Radwege, Notfallhammer und andere KuriositätenFlüchtlinge dokumentieren mit Fotos ihr Leben im deutschen Exil

Berlin (KNA) Acht Männer, acht Kameras und mehrere hundert Fotografien. Das Behandlungszentrum für Folteropfer (bzfo) in Berlin hat über zwei Jahre ein kunsttherapeutisches Projekt mit einer kleinen Patientengruppe durchgeführt - im Mittelpunkt stand das Thema "Leben im Exil". Die acht Teilnehmer sollten ihr neues Leben in Deutschland mit der Digitalkamera festhalten. Am Ende entstand daraus eine Wanderausstellung. Die katholische Kirchengemeinde Sankt Christophorus in Berlin zeigt die Foto-Dokumentation ab diesem Samstag bis zum 13. April.

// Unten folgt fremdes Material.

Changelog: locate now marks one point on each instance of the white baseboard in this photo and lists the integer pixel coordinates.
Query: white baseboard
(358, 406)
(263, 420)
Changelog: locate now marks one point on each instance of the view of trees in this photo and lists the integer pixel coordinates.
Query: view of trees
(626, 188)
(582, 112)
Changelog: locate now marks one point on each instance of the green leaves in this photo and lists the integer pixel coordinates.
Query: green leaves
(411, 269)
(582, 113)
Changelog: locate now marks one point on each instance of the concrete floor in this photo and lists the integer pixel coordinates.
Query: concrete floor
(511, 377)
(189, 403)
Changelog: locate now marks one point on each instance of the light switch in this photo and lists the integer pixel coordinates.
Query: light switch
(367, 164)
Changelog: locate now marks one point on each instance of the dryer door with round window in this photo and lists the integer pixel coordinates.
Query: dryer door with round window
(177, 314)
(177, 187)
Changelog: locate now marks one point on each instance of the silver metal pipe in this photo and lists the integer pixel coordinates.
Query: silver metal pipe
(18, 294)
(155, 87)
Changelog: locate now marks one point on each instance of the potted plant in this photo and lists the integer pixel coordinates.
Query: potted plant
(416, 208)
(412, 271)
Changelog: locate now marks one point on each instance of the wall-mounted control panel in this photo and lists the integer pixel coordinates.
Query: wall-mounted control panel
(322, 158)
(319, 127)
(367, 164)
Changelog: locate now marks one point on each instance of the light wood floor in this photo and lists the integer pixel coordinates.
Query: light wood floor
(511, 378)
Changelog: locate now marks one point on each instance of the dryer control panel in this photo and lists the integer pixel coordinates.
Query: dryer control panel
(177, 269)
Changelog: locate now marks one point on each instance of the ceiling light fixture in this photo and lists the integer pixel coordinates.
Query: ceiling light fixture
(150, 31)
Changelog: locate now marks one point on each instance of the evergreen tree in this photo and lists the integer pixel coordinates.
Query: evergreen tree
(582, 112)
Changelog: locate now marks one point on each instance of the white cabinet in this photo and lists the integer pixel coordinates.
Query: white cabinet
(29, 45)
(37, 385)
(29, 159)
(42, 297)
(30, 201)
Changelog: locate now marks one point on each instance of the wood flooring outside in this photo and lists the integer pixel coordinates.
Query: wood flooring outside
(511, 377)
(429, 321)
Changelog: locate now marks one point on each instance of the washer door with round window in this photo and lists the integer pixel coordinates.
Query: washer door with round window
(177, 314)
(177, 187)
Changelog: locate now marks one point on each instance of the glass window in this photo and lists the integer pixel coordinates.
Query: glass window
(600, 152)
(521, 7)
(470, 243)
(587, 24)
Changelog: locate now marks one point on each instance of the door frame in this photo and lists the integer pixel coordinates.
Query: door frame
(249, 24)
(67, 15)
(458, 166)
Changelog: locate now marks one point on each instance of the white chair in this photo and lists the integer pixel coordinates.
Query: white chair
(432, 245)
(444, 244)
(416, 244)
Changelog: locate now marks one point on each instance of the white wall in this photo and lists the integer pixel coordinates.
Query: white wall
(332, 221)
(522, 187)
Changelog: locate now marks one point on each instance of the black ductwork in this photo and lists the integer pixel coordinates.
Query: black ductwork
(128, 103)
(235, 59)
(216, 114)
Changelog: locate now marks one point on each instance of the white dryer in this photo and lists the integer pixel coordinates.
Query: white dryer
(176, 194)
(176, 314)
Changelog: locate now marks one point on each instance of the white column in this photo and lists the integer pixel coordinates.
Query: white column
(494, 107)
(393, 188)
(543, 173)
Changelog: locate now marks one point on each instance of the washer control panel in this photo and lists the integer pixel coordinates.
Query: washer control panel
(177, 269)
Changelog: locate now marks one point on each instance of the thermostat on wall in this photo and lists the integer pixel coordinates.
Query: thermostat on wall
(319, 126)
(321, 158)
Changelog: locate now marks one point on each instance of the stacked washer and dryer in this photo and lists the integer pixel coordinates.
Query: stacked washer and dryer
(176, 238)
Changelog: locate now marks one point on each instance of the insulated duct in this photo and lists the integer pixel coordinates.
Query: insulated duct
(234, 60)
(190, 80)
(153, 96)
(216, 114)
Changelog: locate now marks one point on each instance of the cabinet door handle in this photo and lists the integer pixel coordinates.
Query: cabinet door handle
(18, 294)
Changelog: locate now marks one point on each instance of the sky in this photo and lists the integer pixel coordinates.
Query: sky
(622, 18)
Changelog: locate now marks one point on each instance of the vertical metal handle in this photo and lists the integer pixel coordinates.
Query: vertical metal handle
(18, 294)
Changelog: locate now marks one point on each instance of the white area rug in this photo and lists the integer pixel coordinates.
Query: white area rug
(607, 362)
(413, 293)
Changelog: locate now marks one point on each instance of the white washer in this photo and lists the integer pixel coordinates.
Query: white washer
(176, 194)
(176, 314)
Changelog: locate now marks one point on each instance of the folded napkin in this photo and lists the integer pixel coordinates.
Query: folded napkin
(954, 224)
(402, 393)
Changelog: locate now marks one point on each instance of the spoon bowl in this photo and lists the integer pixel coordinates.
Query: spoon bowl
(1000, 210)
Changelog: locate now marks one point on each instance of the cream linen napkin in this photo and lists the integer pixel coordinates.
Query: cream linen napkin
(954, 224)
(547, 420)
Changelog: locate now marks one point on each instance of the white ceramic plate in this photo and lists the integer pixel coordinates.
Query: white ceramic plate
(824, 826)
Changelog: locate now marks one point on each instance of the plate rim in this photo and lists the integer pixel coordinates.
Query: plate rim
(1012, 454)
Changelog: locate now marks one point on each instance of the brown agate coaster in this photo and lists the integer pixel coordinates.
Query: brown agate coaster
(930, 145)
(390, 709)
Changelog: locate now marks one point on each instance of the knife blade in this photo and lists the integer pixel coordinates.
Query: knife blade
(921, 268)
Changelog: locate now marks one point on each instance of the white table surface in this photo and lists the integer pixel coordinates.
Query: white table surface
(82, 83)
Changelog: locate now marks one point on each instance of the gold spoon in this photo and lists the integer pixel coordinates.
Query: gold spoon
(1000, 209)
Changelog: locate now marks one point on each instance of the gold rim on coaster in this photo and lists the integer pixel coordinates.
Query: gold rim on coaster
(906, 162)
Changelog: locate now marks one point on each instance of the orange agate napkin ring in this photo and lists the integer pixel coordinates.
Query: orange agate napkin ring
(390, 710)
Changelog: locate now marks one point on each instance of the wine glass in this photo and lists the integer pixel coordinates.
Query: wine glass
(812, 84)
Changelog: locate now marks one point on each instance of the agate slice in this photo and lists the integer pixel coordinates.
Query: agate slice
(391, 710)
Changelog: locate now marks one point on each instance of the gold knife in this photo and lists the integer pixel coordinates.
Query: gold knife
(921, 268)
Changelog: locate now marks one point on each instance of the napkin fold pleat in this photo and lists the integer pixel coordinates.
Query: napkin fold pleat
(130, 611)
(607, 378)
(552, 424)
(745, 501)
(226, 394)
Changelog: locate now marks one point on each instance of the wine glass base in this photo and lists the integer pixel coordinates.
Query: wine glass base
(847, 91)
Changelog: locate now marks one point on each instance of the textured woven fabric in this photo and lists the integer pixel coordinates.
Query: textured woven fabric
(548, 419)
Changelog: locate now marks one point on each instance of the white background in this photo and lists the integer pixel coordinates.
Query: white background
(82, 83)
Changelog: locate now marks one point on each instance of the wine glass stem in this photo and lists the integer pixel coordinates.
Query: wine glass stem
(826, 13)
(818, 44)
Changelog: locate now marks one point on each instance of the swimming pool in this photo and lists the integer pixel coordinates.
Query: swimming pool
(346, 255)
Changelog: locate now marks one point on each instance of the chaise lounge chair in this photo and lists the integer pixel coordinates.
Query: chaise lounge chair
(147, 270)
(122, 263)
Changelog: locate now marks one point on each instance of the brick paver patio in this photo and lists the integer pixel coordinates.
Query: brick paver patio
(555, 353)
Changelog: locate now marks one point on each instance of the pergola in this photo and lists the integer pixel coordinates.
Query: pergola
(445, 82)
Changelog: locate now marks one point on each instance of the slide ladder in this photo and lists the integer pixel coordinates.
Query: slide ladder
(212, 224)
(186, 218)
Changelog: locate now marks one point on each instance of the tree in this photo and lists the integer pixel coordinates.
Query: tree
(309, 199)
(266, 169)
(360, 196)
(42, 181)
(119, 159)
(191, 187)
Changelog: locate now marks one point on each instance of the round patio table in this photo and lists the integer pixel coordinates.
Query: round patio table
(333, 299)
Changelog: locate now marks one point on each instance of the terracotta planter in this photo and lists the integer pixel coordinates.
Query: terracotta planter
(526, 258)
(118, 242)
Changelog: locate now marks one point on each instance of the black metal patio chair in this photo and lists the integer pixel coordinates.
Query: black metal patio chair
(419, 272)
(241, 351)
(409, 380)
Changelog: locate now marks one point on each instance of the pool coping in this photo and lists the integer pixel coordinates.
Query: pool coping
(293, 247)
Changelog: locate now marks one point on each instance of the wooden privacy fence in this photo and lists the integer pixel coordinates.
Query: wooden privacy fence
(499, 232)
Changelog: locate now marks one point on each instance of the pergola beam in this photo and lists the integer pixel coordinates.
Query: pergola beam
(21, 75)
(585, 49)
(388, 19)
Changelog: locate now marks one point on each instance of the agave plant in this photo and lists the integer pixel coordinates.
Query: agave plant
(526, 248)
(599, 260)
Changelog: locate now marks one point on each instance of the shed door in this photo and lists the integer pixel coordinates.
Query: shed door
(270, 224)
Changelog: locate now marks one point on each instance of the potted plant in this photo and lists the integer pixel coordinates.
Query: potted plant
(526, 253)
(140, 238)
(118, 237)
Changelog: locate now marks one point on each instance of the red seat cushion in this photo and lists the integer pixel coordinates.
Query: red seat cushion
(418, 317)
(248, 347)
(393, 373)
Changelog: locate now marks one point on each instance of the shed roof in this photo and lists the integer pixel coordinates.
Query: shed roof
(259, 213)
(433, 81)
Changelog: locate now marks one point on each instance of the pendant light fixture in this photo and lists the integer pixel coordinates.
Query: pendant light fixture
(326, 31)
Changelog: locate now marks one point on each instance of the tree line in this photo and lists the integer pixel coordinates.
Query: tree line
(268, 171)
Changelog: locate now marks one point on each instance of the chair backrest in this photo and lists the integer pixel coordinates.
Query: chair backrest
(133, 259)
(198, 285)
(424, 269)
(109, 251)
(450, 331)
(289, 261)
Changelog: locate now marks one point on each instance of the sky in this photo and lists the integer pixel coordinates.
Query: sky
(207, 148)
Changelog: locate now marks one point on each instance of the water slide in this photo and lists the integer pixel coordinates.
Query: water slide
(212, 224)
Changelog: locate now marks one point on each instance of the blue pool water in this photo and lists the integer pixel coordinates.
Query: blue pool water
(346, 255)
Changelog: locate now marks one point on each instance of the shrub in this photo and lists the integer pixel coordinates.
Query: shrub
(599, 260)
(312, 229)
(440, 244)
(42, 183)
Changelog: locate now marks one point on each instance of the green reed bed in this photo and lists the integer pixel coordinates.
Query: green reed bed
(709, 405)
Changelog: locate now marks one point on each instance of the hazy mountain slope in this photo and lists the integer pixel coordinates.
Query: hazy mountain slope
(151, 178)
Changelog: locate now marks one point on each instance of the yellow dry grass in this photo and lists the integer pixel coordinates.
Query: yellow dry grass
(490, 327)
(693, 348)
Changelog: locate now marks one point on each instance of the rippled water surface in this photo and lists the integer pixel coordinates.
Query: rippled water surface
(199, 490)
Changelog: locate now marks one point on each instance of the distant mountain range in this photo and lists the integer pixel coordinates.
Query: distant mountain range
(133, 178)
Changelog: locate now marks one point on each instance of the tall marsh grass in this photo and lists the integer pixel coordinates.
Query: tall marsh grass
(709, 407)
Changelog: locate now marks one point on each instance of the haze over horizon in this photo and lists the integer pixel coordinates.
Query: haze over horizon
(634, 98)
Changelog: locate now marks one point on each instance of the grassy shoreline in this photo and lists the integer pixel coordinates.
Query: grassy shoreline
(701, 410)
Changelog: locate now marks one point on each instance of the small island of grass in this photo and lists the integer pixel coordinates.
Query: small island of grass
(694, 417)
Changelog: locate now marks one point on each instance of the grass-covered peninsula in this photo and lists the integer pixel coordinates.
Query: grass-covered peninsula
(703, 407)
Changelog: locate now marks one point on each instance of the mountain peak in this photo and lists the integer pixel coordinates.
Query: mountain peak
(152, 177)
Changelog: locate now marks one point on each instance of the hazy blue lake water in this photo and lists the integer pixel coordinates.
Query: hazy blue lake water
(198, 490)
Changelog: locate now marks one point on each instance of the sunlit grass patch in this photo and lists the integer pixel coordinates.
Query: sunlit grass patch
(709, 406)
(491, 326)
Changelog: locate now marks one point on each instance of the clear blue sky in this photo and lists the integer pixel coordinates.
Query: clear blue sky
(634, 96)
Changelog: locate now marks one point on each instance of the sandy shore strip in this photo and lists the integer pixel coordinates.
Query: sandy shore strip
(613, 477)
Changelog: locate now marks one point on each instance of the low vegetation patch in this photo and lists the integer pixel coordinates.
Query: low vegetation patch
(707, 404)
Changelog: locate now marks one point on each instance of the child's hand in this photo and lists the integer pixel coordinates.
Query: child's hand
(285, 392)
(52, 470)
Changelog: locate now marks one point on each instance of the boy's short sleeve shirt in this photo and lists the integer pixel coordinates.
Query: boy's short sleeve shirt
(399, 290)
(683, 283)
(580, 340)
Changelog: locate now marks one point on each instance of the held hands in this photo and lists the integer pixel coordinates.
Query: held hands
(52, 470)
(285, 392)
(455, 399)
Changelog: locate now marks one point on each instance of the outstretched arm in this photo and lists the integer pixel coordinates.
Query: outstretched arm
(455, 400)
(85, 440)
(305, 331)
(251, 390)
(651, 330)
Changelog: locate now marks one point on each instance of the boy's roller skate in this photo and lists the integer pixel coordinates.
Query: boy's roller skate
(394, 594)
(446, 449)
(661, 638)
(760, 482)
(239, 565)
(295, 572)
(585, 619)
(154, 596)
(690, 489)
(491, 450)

"Ich habe Dinge fotografiert, die ich aus meiner Heimat Georgien nicht kannte", erzählt Yuri Marojan über seine Bilder. Ob Leute mit interessanten Frisuren, Fahrradwege oder auch Notfallhammer in den Bussen - wenn Marojan mit seiner Familie spazieren ging, kam die Kamera oft zum Einsatz. Die entstandenen Bilder besprach die Therapiegruppe dann zusammen mit der Gestaltungstherapeutin Carolin Tschiesche-Zimmermann und der Sozialarbeiterin Andrea Ahrndt. Nicht nur Unbekanntes nehmen die Teilnehmer auf ihren fotografischen Erkundungstouren durch Berlin auf. Ein Foto von Yuri Marojan, das es in die Ausstellung geschafft hat, zeigt ein Haus, das ihn an seine Heimat erinnert. "In so einem Haus habe ich als Kind gelebt, ich war glücklich", steht darunter.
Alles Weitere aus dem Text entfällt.